Мне стоит больших усилий, чтобы сказать это по-французски.
– Ну и что, обнаружил ли ты что-нибудь интересное?
– Меня поразило, что теперь я стал видеть только танцовщиц. Они вдруг стали больше себя раза в полтора – будто их на меня волной бросило.
– А что видели вы, госпожа С?
– А я с башни видела город.
– Ну и каковы были ваши впечатления?
– Это давно было. Как это? Птицы полетели в небо, а я все думала, отчего они быстрее не полетят.
– Птицы? Ты имеешь в виду голубей?
– Ну да, голуби. Я просто забыла, как по-французски “голубь”. И еще мне казалось, что это они внутри бинокля крыльями машут.
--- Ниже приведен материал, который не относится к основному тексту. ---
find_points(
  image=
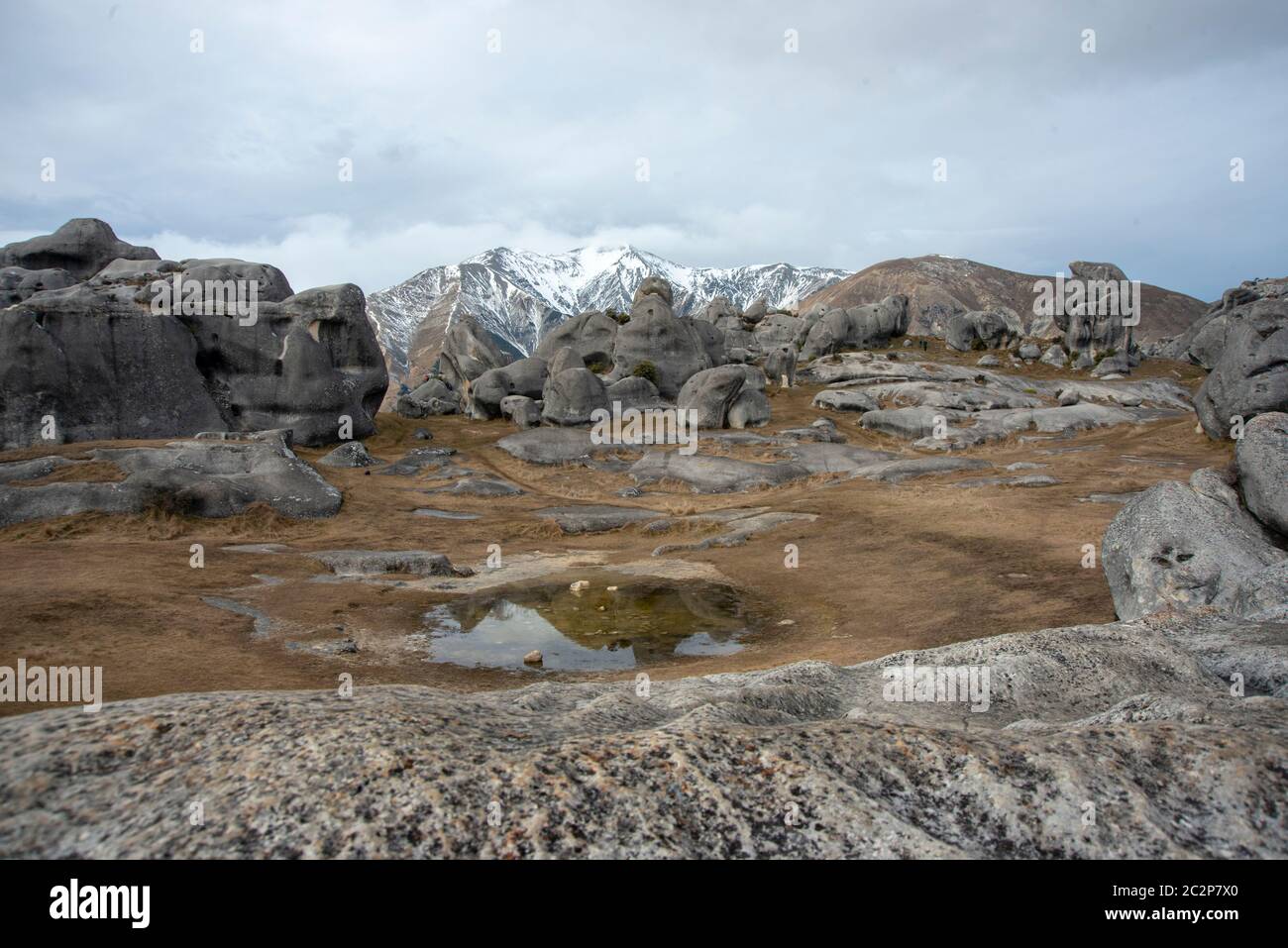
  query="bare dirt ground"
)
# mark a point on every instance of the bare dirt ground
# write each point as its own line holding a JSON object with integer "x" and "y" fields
{"x": 883, "y": 569}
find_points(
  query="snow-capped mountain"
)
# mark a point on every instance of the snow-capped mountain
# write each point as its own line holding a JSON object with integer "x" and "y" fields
{"x": 519, "y": 296}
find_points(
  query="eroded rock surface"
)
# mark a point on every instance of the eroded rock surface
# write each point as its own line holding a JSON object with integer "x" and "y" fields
{"x": 1134, "y": 717}
{"x": 198, "y": 478}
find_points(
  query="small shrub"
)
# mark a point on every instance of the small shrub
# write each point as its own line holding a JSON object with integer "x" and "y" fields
{"x": 645, "y": 369}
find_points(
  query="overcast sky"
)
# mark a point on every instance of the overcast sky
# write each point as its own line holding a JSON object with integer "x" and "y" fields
{"x": 755, "y": 155}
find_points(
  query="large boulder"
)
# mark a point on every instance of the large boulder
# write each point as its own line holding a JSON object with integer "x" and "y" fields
{"x": 18, "y": 283}
{"x": 82, "y": 247}
{"x": 433, "y": 397}
{"x": 522, "y": 411}
{"x": 982, "y": 329}
{"x": 1089, "y": 327}
{"x": 781, "y": 364}
{"x": 591, "y": 334}
{"x": 1181, "y": 546}
{"x": 711, "y": 393}
{"x": 572, "y": 395}
{"x": 110, "y": 361}
{"x": 719, "y": 309}
{"x": 634, "y": 391}
{"x": 758, "y": 311}
{"x": 352, "y": 454}
{"x": 858, "y": 327}
{"x": 772, "y": 331}
{"x": 670, "y": 344}
{"x": 191, "y": 478}
{"x": 1261, "y": 456}
{"x": 468, "y": 352}
{"x": 653, "y": 286}
{"x": 520, "y": 377}
{"x": 712, "y": 342}
{"x": 1250, "y": 376}
{"x": 1205, "y": 339}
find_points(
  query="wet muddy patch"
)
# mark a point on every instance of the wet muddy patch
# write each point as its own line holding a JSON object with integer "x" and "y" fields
{"x": 612, "y": 622}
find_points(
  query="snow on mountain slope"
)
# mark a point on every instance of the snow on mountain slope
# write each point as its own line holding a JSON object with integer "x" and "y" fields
{"x": 519, "y": 296}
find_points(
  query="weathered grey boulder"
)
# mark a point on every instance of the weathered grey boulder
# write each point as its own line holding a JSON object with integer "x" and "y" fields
{"x": 651, "y": 304}
{"x": 756, "y": 312}
{"x": 656, "y": 337}
{"x": 1250, "y": 376}
{"x": 270, "y": 283}
{"x": 106, "y": 361}
{"x": 384, "y": 562}
{"x": 711, "y": 394}
{"x": 563, "y": 360}
{"x": 781, "y": 364}
{"x": 18, "y": 283}
{"x": 557, "y": 446}
{"x": 595, "y": 518}
{"x": 1205, "y": 339}
{"x": 750, "y": 408}
{"x": 480, "y": 487}
{"x": 1056, "y": 357}
{"x": 712, "y": 342}
{"x": 434, "y": 397}
{"x": 982, "y": 329}
{"x": 1112, "y": 365}
{"x": 82, "y": 247}
{"x": 858, "y": 327}
{"x": 591, "y": 334}
{"x": 520, "y": 377}
{"x": 653, "y": 286}
{"x": 522, "y": 411}
{"x": 191, "y": 478}
{"x": 1261, "y": 456}
{"x": 845, "y": 399}
{"x": 1263, "y": 595}
{"x": 352, "y": 454}
{"x": 1093, "y": 326}
{"x": 719, "y": 308}
{"x": 1176, "y": 546}
{"x": 774, "y": 330}
{"x": 468, "y": 352}
{"x": 634, "y": 391}
{"x": 712, "y": 474}
{"x": 572, "y": 395}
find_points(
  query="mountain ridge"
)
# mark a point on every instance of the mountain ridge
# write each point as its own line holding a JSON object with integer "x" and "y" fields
{"x": 520, "y": 295}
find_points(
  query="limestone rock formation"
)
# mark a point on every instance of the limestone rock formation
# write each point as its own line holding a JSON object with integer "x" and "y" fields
{"x": 150, "y": 348}
{"x": 82, "y": 247}
{"x": 857, "y": 327}
{"x": 1249, "y": 375}
{"x": 197, "y": 478}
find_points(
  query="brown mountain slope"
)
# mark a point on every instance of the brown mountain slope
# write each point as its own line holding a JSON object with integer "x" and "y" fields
{"x": 939, "y": 286}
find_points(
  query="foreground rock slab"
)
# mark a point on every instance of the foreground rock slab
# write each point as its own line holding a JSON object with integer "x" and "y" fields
{"x": 1132, "y": 717}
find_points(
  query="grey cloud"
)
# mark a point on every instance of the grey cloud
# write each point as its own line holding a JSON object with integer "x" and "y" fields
{"x": 756, "y": 155}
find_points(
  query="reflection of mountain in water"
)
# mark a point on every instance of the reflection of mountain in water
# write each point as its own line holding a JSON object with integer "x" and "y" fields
{"x": 638, "y": 623}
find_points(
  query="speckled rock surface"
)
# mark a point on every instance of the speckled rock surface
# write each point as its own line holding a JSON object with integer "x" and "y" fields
{"x": 1129, "y": 723}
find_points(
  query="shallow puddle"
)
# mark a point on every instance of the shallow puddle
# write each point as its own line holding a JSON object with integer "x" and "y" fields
{"x": 614, "y": 623}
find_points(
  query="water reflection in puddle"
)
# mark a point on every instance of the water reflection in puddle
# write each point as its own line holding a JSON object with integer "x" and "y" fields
{"x": 638, "y": 623}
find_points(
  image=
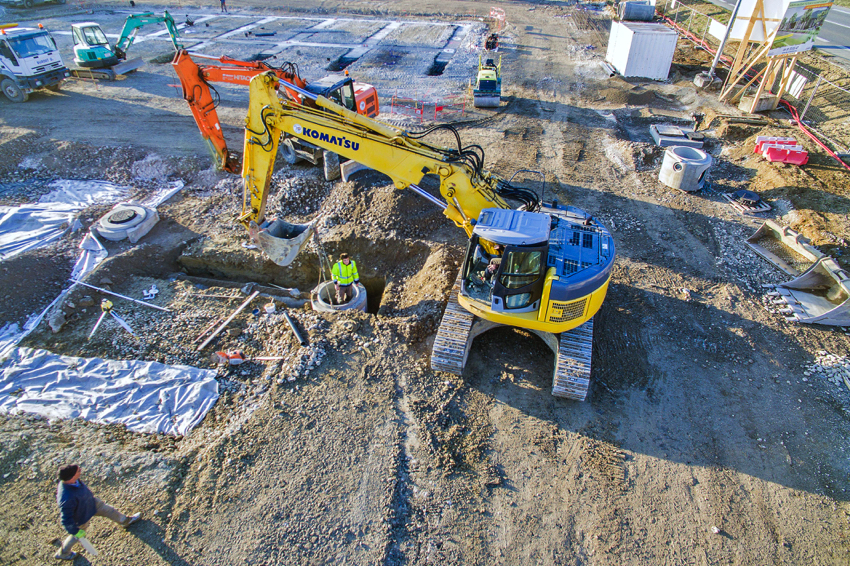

“Ну ладно, сейчас посмотрим”. Наведя на резкость, Поль приблизил ко мне свой острый нос и сказал: “Смотри!”
Я отпрянул. Потому что перед моими глазами стояла целующаяся парочка. Я снова взглянул – точно, целуются.
Женщина была не накрашена. И вдруг к ее до неприятности белым щекам прилила кровь. Наверное, она нездорова. Мужчина целовал ее, а она вся дрожала. Ее волосы упали на спину. Она смотрела на мужчину снизу вверх. Наверное, она болела, а сегодня первый раз помыла голову. А причесалась неаккуратно. Вот волосы у нее и рассыпались.
Увидев мое побледневшее лицо, С. тоже захотела приобщиться к людским тайнам. “Дай теперь мне!” Я преградил ей путь к подзорной трубе. Если бы ее здесь не было, я бы сказал учителю: “Страсть, словно волна, бросилась с разбегу в мое сердце”.
Оставаясь устрашающе серьезным, учитель улыбнулся: “Когда Бог давал вещам имена, он смотрел на мир несколько по-иному, чем это делает человек”.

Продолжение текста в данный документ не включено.